By Richard von Busack
Martin Scorsese’s dream project Silence is done at last, and it’s one large dry hunk of crisis of faith. It’s a less bloody but still torture-wracked remake of The Last Temptation of Christ (1988), complete with the last temptation to a peaceful life. It’s the seemingly longest and most pulse-free of Scorsese’s primarily religious movies, including Kundun (1997) and Last Temptation.
A pair of suitably dogged Jesuits (Andrew Garfield and Adam Driver) are sent from Portugal to find out what became of a long-lost priest (Liam Neeson) sent on a mission years before. The black-robed Europeans discover a Catholic colony in southern Japan in turmoil, being martyred by the score; an inquisitor called Inoue (Issi Ogata) is sending his soldiers after the faithful. When the priests are separated, Father Sebastiao Rodrigues (Garfield) is left in the care of a backsliding guide whose faith can never stand the tests of the persecutors.
Many Catholic kids will have had some fun in their youths wondering how they would deal if pagans tried to make them apostates.
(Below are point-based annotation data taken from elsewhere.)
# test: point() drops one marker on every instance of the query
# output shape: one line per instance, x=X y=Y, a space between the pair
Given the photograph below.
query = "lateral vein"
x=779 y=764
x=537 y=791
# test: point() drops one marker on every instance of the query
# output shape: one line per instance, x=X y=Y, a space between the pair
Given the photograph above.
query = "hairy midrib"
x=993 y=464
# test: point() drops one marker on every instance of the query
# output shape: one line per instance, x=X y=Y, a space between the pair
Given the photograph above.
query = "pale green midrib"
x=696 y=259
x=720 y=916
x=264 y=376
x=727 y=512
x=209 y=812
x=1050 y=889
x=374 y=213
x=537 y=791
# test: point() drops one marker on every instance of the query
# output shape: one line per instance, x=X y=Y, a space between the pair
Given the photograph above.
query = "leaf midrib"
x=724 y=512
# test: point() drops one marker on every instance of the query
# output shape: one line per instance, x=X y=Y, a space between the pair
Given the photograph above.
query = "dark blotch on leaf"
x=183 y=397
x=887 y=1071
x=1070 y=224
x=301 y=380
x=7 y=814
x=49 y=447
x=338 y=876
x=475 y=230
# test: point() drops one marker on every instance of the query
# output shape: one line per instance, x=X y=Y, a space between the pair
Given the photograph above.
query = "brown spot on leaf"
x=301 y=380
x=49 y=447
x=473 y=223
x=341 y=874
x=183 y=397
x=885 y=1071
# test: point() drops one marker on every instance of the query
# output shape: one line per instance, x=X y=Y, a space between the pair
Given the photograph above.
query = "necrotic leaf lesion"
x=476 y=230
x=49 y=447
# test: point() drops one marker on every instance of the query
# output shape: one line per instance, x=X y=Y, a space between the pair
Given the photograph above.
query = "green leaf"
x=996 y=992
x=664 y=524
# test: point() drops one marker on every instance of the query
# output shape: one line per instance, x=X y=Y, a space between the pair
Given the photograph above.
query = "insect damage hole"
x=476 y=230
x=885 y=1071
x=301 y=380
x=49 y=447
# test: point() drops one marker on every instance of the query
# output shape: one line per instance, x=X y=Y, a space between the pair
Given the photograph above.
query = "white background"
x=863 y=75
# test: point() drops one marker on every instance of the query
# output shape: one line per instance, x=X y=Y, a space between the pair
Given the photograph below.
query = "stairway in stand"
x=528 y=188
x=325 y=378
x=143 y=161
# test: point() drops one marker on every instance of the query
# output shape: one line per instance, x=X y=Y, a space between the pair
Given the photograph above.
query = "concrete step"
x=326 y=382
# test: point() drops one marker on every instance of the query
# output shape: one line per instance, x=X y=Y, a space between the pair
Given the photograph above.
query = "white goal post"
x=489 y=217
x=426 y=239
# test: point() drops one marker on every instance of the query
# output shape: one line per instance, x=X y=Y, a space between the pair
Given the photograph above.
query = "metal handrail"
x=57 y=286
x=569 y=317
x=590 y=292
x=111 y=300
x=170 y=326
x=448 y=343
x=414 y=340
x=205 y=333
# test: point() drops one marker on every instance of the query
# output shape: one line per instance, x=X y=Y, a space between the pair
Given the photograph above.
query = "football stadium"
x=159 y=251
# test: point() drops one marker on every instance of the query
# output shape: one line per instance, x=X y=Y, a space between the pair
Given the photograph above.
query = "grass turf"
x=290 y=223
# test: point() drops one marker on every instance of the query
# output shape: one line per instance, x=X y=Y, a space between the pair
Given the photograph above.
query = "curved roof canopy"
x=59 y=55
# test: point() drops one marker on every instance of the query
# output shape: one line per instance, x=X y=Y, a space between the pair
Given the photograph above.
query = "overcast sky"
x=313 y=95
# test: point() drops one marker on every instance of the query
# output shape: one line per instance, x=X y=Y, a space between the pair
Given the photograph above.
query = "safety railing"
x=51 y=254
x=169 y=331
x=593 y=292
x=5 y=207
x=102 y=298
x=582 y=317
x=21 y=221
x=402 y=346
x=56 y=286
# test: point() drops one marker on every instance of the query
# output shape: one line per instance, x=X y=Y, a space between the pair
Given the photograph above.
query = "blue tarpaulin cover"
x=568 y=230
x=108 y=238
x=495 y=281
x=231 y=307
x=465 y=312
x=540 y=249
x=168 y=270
Would they spit on the cross and escape at the costs of their immortal souls? Or would they endure their torments like a true Christian martyr? One liked the movie most when it wasn’t focusing on a religious fanatic trying to get God’s signal tuned in, or watching poor Christian peasants fed to the flames or the waves. Ogata runs away with the movie. He’s an old ambler, a smiler and good at cuffing a dumb assistant with his fan. (His overbite matches Scorsese’s—perhaps he’s the director’s surrogate.) You end up on his side. How much patience is an old man supposed to have with a blinkered young fanatic?